We perform for the panopticon, but we also are the panopticon
In Superbloom, Nicholas Carr describes how the first media ecologist, Charles Horton Cooley, perceived communication media: “an instrument for regulating group behavior and belief. By means of its media a society promotes values and sets norms, allocates praise and censure, promulgates models of conduct and character, motivates and coordinates action, and establishes hierarchies and other structures of power and status.” Or in Cooley’s words:
“Association may not change nature, but it usually controls conduct.”
The digital orality of social media combines the rapidity of in-person exchanges with the reach of the printed word — as Mir describes it, “Digital speech is impulsive but not evanescent — it stays and involves others.” Social media allows us to broadcast beliefs that previously might have been private — but if our profiles aren’t locked down, people outside our tribe can see signals intended for our tribe. Social media’s real name policies, combined with lack of data protections and surveillance culture, mean that our online identities can easily become imposed onto our “real” lives, where institutions are primed to obey the status quo of political power. Our online spaces are becoming more and more important parts of our lives, yet the potential risks of ostracization, doxxing, and job loss in retaliation for minor transgressions loom large and make our online spaces feel dangerous emotionally. Social media thus provokes constant vigilance and teaches us to distrust others.

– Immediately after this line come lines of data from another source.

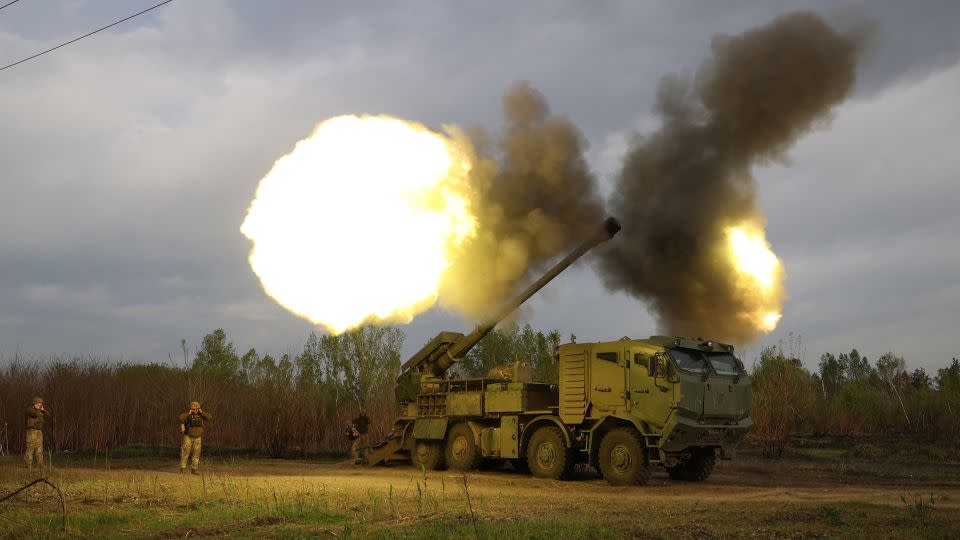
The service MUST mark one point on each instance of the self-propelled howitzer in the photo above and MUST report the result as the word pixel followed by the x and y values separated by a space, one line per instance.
pixel 620 406
pixel 447 348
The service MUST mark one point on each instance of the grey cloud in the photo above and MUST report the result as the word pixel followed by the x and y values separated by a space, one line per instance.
pixel 129 159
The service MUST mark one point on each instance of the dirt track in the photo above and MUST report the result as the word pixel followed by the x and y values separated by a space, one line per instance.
pixel 795 497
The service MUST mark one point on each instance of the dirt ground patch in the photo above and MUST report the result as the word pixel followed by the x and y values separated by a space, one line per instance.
pixel 799 496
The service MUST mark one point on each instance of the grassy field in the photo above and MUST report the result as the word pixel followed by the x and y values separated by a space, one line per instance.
pixel 817 490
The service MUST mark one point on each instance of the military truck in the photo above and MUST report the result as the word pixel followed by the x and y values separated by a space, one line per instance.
pixel 621 406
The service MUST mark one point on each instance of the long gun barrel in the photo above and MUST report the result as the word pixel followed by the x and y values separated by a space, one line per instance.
pixel 462 345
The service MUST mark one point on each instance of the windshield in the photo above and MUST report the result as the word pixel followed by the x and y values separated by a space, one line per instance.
pixel 724 364
pixel 689 360
pixel 696 362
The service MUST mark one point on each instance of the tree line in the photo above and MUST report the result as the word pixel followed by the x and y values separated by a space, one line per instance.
pixel 281 405
pixel 849 395
pixel 298 404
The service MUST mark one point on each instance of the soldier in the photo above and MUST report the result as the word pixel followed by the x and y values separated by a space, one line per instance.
pixel 35 416
pixel 191 425
pixel 362 425
pixel 350 430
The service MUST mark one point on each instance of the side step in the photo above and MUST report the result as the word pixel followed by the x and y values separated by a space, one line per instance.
pixel 387 449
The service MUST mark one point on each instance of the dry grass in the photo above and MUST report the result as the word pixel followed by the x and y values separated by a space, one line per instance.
pixel 266 498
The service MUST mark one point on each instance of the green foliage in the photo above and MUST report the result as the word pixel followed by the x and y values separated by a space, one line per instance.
pixel 217 355
pixel 781 392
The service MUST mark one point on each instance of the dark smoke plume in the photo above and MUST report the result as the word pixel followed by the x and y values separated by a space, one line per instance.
pixel 684 185
pixel 535 199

Cultures always share communal definitions of “rightness,” but purity culture enforces strict compliance to that code. Social media places all our actions under the collective panopticon, and we demand perfection from ourselves and others in our tribe. Communities reward enforcement of group norms but don’t punish rallying a mob in error, so there is little incentive to wait for explanation if someone seems to transgress, and little opportunity to debate the justice of the punishment. Our online tribe rallies behind us when we call out bad behavior — whether warranted or not — which reinforces policing of purity. The more harshly we collectively punish divergence, the more we individually follow expectations. Purity culture compresses behavior into an ouroboros of conformity, with an unbroken path between inbound and outbound signals.

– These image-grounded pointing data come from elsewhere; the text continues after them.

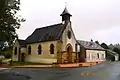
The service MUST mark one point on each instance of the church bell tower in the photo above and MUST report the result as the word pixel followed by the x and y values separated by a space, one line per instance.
pixel 65 16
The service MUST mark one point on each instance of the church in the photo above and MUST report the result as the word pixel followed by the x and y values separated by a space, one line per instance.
pixel 52 44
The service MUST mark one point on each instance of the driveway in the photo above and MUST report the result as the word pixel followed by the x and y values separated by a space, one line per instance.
pixel 106 71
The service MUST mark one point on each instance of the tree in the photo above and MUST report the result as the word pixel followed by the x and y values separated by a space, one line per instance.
pixel 104 46
pixel 9 20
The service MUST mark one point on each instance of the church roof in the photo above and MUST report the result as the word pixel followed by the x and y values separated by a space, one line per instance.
pixel 90 45
pixel 49 33
pixel 65 12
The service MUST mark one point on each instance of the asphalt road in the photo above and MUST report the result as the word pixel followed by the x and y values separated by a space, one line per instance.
pixel 106 71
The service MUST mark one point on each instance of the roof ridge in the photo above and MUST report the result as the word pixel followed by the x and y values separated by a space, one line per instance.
pixel 49 26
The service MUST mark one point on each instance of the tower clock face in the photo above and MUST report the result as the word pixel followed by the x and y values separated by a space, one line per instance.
pixel 69 34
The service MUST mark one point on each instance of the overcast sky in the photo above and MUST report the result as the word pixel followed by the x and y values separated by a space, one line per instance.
pixel 91 19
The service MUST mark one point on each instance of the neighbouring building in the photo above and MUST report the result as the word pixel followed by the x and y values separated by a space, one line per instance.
pixel 91 52
pixel 111 55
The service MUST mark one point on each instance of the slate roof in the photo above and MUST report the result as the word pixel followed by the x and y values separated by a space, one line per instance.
pixel 49 33
pixel 90 45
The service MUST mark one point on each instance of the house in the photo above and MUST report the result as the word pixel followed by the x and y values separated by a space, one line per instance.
pixel 91 52
pixel 51 44
pixel 111 55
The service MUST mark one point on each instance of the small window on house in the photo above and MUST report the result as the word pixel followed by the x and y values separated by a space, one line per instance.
pixel 69 34
pixel 102 56
pixel 19 50
pixel 15 51
pixel 29 50
pixel 98 55
pixel 51 49
pixel 39 49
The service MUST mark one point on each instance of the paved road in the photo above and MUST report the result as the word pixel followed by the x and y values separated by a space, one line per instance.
pixel 107 71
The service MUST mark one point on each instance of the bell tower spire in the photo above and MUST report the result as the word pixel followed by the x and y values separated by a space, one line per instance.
pixel 65 15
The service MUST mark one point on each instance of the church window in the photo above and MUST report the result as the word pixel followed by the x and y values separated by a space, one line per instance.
pixel 15 52
pixel 39 49
pixel 29 50
pixel 51 49
pixel 69 34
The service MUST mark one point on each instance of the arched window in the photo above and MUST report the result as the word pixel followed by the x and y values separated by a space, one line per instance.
pixel 51 49
pixel 29 50
pixel 15 51
pixel 98 55
pixel 39 49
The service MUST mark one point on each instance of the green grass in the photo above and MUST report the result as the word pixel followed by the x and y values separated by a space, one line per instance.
pixel 26 63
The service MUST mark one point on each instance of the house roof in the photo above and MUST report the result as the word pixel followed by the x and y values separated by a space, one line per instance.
pixel 90 45
pixel 49 33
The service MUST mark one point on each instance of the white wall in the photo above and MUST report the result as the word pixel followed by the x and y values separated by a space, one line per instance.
pixel 92 55
pixel 65 39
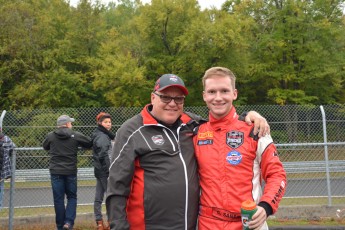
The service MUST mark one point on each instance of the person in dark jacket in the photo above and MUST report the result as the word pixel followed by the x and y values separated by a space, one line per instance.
pixel 153 179
pixel 102 139
pixel 63 144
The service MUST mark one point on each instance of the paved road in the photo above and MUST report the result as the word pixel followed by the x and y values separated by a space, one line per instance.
pixel 43 196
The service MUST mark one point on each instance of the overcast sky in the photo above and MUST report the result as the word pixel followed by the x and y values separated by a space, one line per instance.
pixel 203 3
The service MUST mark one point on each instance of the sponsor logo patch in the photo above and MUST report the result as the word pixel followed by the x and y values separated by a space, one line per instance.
pixel 205 135
pixel 205 142
pixel 158 139
pixel 234 139
pixel 234 157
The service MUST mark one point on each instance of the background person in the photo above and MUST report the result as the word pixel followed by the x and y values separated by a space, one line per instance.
pixel 102 147
pixel 153 181
pixel 232 161
pixel 62 145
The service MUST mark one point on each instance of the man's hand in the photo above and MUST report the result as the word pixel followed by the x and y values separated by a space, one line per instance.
pixel 260 124
pixel 258 219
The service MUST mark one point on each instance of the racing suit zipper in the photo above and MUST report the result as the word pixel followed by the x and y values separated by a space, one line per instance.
pixel 185 172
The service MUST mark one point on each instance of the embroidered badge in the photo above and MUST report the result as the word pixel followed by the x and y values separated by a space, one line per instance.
pixel 234 157
pixel 205 142
pixel 158 139
pixel 234 139
pixel 208 134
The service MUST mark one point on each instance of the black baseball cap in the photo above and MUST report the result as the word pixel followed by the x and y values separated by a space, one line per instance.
pixel 169 80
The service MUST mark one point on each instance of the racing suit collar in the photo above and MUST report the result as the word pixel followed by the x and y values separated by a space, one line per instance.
pixel 228 119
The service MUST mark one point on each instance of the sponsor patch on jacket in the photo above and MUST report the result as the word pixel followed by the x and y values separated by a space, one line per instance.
pixel 234 139
pixel 158 139
pixel 234 157
pixel 205 138
pixel 205 142
pixel 205 135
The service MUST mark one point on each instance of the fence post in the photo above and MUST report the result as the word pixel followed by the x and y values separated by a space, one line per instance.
pixel 326 155
pixel 12 184
pixel 2 118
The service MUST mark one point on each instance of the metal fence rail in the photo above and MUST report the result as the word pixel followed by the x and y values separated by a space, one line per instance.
pixel 310 141
pixel 299 167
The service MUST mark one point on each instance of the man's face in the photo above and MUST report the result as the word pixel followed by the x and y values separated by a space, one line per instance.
pixel 219 95
pixel 167 112
pixel 106 123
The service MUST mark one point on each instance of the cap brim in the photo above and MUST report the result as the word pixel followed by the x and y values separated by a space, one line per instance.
pixel 184 89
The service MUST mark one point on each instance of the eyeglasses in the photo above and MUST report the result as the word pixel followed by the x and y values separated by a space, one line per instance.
pixel 167 99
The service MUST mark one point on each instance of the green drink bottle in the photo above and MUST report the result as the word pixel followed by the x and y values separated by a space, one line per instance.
pixel 248 208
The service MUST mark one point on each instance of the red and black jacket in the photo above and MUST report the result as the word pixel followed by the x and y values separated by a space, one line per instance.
pixel 153 180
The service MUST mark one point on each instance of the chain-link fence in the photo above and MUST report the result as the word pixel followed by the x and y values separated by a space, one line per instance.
pixel 313 153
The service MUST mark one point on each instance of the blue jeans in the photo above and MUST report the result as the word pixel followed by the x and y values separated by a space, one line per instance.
pixel 61 185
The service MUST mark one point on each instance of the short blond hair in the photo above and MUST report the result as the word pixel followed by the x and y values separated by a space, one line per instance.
pixel 219 71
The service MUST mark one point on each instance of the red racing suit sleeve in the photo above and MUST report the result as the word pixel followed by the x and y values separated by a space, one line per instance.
pixel 272 172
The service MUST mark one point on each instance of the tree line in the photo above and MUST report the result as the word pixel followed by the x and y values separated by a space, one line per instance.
pixel 54 55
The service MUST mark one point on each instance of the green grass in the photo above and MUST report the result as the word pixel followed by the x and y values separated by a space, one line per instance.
pixel 90 224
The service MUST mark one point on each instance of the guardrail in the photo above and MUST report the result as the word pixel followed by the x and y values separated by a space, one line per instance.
pixel 34 175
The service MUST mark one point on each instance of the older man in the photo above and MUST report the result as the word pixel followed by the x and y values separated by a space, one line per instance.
pixel 153 179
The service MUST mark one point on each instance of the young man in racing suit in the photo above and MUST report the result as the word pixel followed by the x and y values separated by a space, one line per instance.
pixel 153 181
pixel 232 161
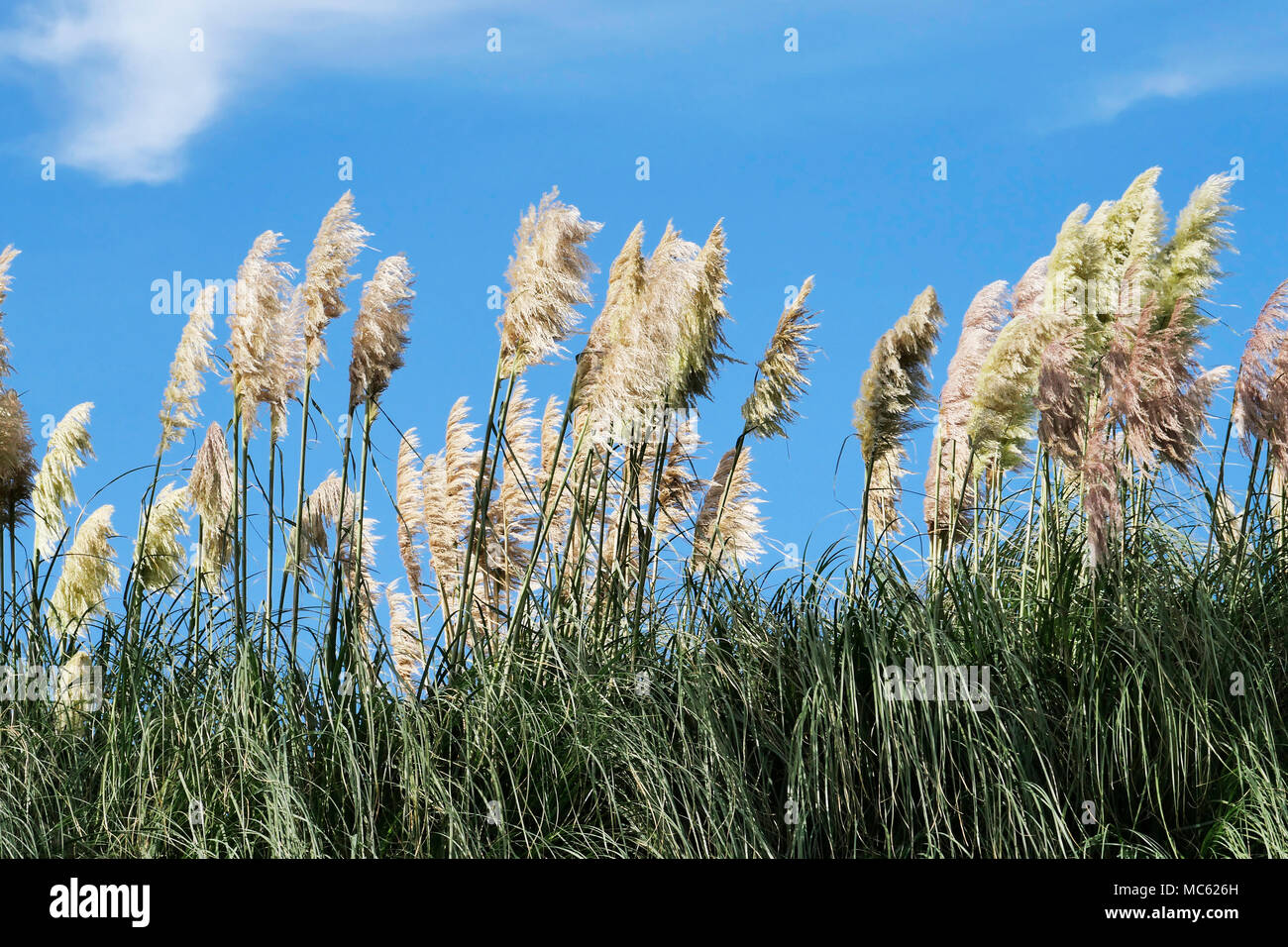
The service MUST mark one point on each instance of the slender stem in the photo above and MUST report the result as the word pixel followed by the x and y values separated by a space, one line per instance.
pixel 299 514
pixel 331 667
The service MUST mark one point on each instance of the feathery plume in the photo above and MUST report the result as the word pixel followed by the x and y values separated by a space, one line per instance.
pixel 553 474
pixel 1001 407
pixel 729 525
pixel 380 330
pixel 288 363
pixel 1186 264
pixel 7 258
pixel 516 502
pixel 948 476
pixel 162 560
pixel 411 508
pixel 449 499
pixel 179 408
pixel 263 286
pixel 1228 518
pixel 1157 390
pixel 546 277
pixel 210 484
pixel 1261 392
pixel 404 642
pixel 626 282
pixel 322 513
pixel 699 352
pixel 630 365
pixel 68 450
pixel 893 386
pixel 17 460
pixel 1131 230
pixel 781 373
pixel 78 689
pixel 1100 474
pixel 89 573
pixel 679 486
pixel 338 244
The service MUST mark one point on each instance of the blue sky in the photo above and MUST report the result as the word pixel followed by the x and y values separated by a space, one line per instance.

Just as social media homogenized cultural outputs (think AirSpace), it has also homogenized our identity spaces. Social media instills a way of thinking and being that carries across our spaces. Demands for constant signaling turn leisure into labor, life into work. It infiltrates our sense of self and influences the ways we relate to others. Being perceived at all can feel dangerous, but we must be perceived to be accepted into our tribe. Posting has been made practically existential, but what we post is policed vigorously by our own tribe… and the authoritarian tribe in political power. Our internet identities became our real selves, so controlling what and how we post controls us. Ultimately, what social media disrupts is our very selves.